By Luciana Lopez and Ellen Freilich
NEW YORK, Nov 9 (Reuters) - U.S. Treasuries saw choppy trading on Friday, with the long end of the curve advancing even as other maturities slipped, as investors remained wary of the approaching “fiscal cliff” despite words of compromise by President Barack Obama.
In his first formal address since his re-election on Tuesday, Obama invited congressional leaders to the White House to start negotiating a deal to avert the package of automatic tax hikes and spending cuts set to kick in at the start of the year.
Obama’s invitation came just hours after John Boehner, the Republican Speaker of the House, said raising tax rates on the wealthy would slow U.S. job creation. But he also talked about eliminating loopholes in the U.S. tax code.
“The market is trying to understand what the backdrop is going to look like in the weeks and months and quarters ahead,” said Tom Porcelli, chief U.S. economist at RBC Capital Markets in New York.
“Both sides have made it sound as if they’re willing to work with one another. But again, the devil’s in the details.”
U.S. stocks also cut gains after Obama’s remarks.
Thirty-year bonds rose 10/32 to yield 2.762 percent, from 2.777 percent on Thursday. Those bonds are on track for the biggest weekly fall in yield since the final week of May.
U.S. 10-year notes pared early losses after Obama spoke, briefly trading flat before more recently trading down 01/32 to yield 1.620 percent, from 1.618 percent on Thursday.
Traders also noted that current bond market yields are about where they were when a rally stalled in late August and early September.
“It might be difficult to escape this range,” said ING trader Jake Lowery, Treasury trader at ING Investment Management in Atlanta, with $170 billion in assets under management.
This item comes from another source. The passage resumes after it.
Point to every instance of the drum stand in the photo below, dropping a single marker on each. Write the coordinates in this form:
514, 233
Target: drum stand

Markets are focused on what would happen to the economy if and when U.S. federal spending cuts roll in and the Bush-era tax cuts roll off next year, as would be the case if no agreement is reached to avert the so-called “fiscal cliff” designed to force a reduction in the U.S. federal budget deficit.
The non-partisan Congressional Budget office has said such an abrupt fiscal tightening could put the economy back into recession and boost the unemployment rate to 9 percent.
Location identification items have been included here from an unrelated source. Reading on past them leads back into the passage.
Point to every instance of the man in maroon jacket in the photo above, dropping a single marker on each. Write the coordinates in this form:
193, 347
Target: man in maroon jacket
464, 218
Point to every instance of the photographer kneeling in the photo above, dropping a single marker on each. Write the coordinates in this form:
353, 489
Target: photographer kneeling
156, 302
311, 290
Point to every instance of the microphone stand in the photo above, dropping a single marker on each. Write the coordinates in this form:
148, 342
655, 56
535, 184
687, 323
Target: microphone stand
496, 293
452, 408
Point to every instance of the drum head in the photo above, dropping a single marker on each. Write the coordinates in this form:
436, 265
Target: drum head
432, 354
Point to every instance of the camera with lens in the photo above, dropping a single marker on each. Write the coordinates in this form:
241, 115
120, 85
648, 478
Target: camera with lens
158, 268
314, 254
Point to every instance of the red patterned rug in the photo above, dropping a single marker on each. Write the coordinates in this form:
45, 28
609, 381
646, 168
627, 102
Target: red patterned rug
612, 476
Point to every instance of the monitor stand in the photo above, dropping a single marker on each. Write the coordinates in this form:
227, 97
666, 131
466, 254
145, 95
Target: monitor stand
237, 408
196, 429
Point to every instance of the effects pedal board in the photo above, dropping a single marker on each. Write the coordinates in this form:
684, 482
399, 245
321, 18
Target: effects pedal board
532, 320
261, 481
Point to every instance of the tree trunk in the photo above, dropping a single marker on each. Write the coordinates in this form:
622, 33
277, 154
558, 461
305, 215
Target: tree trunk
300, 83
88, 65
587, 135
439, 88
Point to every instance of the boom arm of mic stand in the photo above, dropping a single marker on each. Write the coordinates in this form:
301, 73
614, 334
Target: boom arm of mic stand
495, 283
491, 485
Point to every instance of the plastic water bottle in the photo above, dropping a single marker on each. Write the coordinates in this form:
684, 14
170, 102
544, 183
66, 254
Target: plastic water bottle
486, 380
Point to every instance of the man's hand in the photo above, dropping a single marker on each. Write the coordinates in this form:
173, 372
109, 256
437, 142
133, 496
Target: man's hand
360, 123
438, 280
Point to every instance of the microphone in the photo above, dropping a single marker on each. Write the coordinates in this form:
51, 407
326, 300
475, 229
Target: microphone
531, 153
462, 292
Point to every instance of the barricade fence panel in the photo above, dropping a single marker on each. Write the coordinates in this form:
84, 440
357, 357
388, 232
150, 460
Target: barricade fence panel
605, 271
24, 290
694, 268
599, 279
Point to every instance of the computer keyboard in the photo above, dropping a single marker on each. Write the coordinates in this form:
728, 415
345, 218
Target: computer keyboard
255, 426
Such a scenario would be supportive for bond prices.
Concerns about the euro zone economy also constrained selling of U.S. debt.
Growth in Germany, Europe’s largest economy, is likely to slow in the fourth quarter and the first three months of 2013.
Industrial production in France, the euro zone’s second-largest economy, shrank in October and the country’s central bank said it expected to slip into recession at the end of 2012.
Meanwhile, Greece’s government must vote on Sunday on its 2013 budget to get access to international aid after Wednesday’s tight vote favoring an austerity package totaling 13.5 billion euros. And whether Spain would apply for financial aid was also uncertain. Spain has so far resisted asking for aid.
Data early in the session showed U.S. consumer sentiment rose to its highest level in more than five years in November as Americans felt more optimistic about employment prospects and the outlook for the economy.
That helped curb appetite for safe-haven U.S. debt earlier in the day, although the data’s effects faded as worries about the fiscal cliff came to the fore.